Using filter_at()
with a database is powerful since one call to this function can generate a lot of SQL code particularly if you need to filter on many variables. For example:
filter_at(flights_db, vars(contains("time")), all_vars(. > 0))
generates
SELECT *
FROM "flights"
WHERE (((((("dep_time" > 0.0) AND ("sched_dep_time" > 0.0)) AND ("arr_time" > 0.0)) AND ("sched_arr_time" > 0.0)) AND ("air_time" > 0.0)) AND ("time_hour" > 0.0))
If I have two groups of variables that I want to filter on I can combine them using AND by filtering twice.
flights_db %>%
filter_at(vars(contains("delay")), all_vars(. < 0)) %>%
filter_at(vars(contains("time")), all_vars(. > 0))
However I do not know how to combine these filters using OR logic.

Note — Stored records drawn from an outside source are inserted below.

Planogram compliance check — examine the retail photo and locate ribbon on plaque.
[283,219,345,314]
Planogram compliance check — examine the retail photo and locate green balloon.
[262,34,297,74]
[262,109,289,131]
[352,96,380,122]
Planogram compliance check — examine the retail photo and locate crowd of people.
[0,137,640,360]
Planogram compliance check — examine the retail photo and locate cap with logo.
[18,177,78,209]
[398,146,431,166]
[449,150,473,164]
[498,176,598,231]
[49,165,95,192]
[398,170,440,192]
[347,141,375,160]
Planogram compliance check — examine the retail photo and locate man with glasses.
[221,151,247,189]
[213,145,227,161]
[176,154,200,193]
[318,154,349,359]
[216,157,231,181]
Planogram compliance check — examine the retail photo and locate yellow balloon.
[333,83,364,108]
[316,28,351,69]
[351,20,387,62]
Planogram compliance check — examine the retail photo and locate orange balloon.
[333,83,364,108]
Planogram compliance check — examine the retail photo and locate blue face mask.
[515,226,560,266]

If the data are not in a database then I could get the desired result using this code:
bind_rows(
filter_at(flights, vars(contains("delay")), all_vars(. < 0)),
filter_at(flights, vars(contains("time")), all_vars(. > 0))
) %>%
distinct()
I'm wondering if there is a way to get this same result using a database and some dplyr syntax I don't know about.

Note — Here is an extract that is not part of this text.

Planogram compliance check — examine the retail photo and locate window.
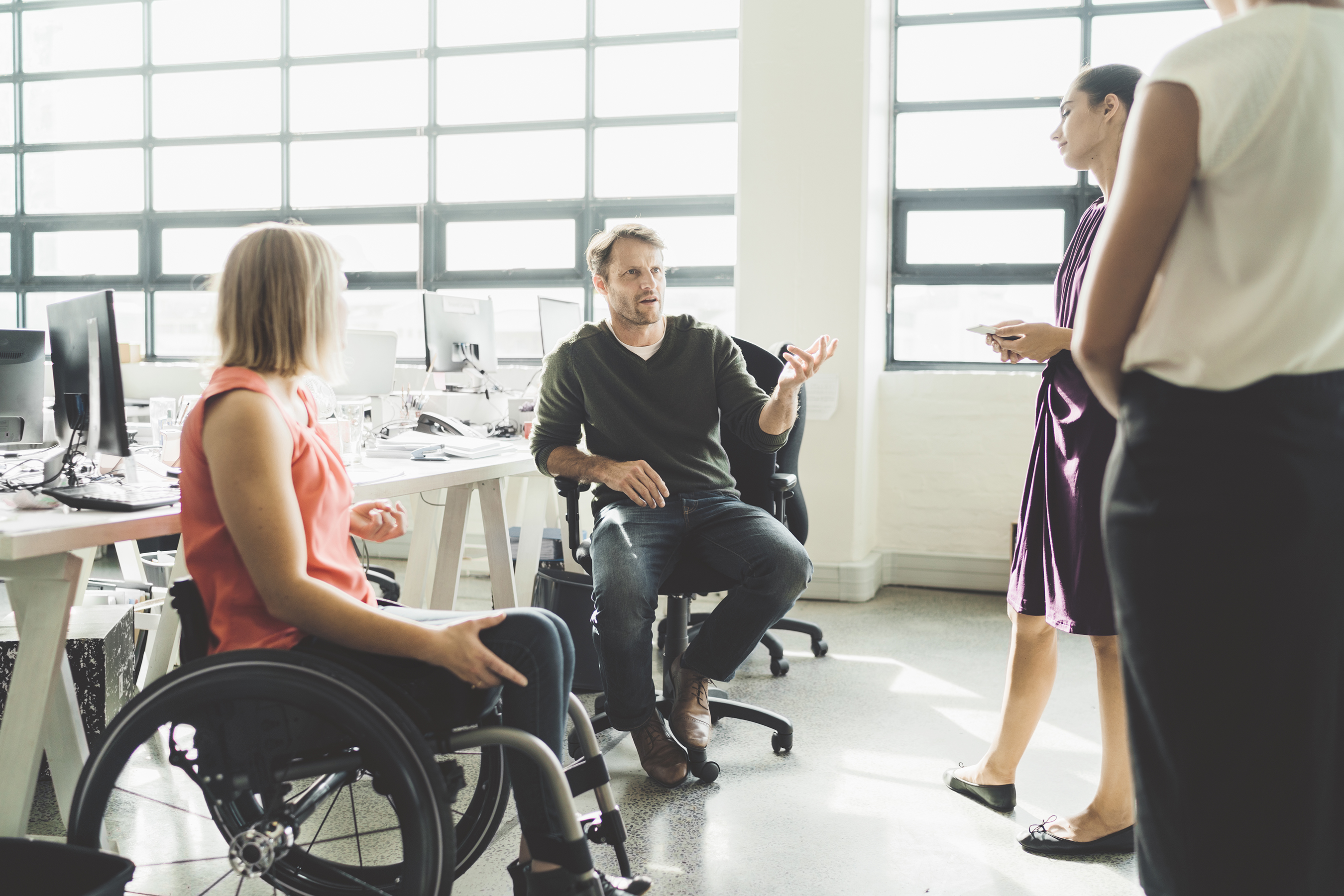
[887,0,1218,370]
[0,0,738,363]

I'm imagining some kind of syntax like this
flights_db %>%
filter_at(all_vars(vars(contains("delay")), . < 0) | all_vars(vars(contains("time")), . > 0) )
Is there any way to get this result from a database using filter_at()
and without creating two separate queries and combining the results?
Note: I'm using the nycflights13::flights data in a postgres database.